Eğriye eğri doğruya doğru... Kılıçdaroğlu "Çatı için" Ekmeleddin İhsanoğlu'nun değil de "Bir başkasının" adını söyleseydi... Yine eleştirilecekti.
CHP Genel Başkanı "Kapı kapı dolaştı."
Ziraat Odaları... Müsiad... Odalar Birliği... Tüsiad... Tuskon... Çalmadık kapı bırakmadı.
Bu arada... "İsimler" havada uçuştu:
Haşim Kılıç... Metin Feyzioğlu... Deniz Baykal... Sami Selçuk... Mustafa Sarıgül... Mansur Yavaş... Yılmaz Büyükerşen... İlber Ortaylı... Aysel Çelikel... Yekta Güngör Özden... Hikmet Çetin... Kemal Derviş... İlhan Kesici... Abdüllatif Şener.
Kılıçdaroğlu düşündü taşındı ve sonunda "Ekmeleddin İhsanoğlu" dedi.
Ekmeleddin İhsanoğlu... Sağ düşünce dünyasının simge isimlerinden Prof. Emin Bilgiç'in damadı.
Prof. Emin Bilgiç... Adalet Partisi'nin ağır toplarından Dr. Sadettin Bilgiç'in ağabeyi.
12 Eylül döneminde... Partiler kapatılınca... Ve sonra yeni partilerin kurulmasına izin verilince... Prof. Emin Bilgiç, Büyük Türkiye Partisi'nin kuruluşunda ön plandaydı.
İhtilal yönetimi (Milli Güvenlik Konseyi) Büyük Türkiye Partisi'ni kapattı... Demirel'i, Sadettin Bilgiç'i Zincirbozan'a yolladı... Prof. Emin Bilgiç'in de siyaset yapması yasaklandı.
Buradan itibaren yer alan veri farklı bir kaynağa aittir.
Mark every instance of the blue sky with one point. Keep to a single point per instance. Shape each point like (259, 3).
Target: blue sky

Aileden şimdi Meclis'te olan var... Süreyya Sadi Bilgiç... Ak Parti Isparta Milletvekili.
Süreyya Sadi Bilgiç, rahmetli Sadettin Bilgiç'in oğlu... Prof. Emin Bilgiç'in yeğeni.
Yani... Ekmeleddin İhsanoğlu, Süreyya Sadi Bilgiç'in amcasının damadı.
Şunu söylemek istiyoruz...
Ekmeleddin İhsanoğlu "Sağ siyasetin uzağında bir isim değil."
Şimdi... Şu sorulabilir:
- Solda bu kadar aday varken, Kemal Kılıçdaroğlu neden "Merkez sağ çeşmesinden su içen Prof. Ekmeleddin İhsanoğlu'nu" tercih etti?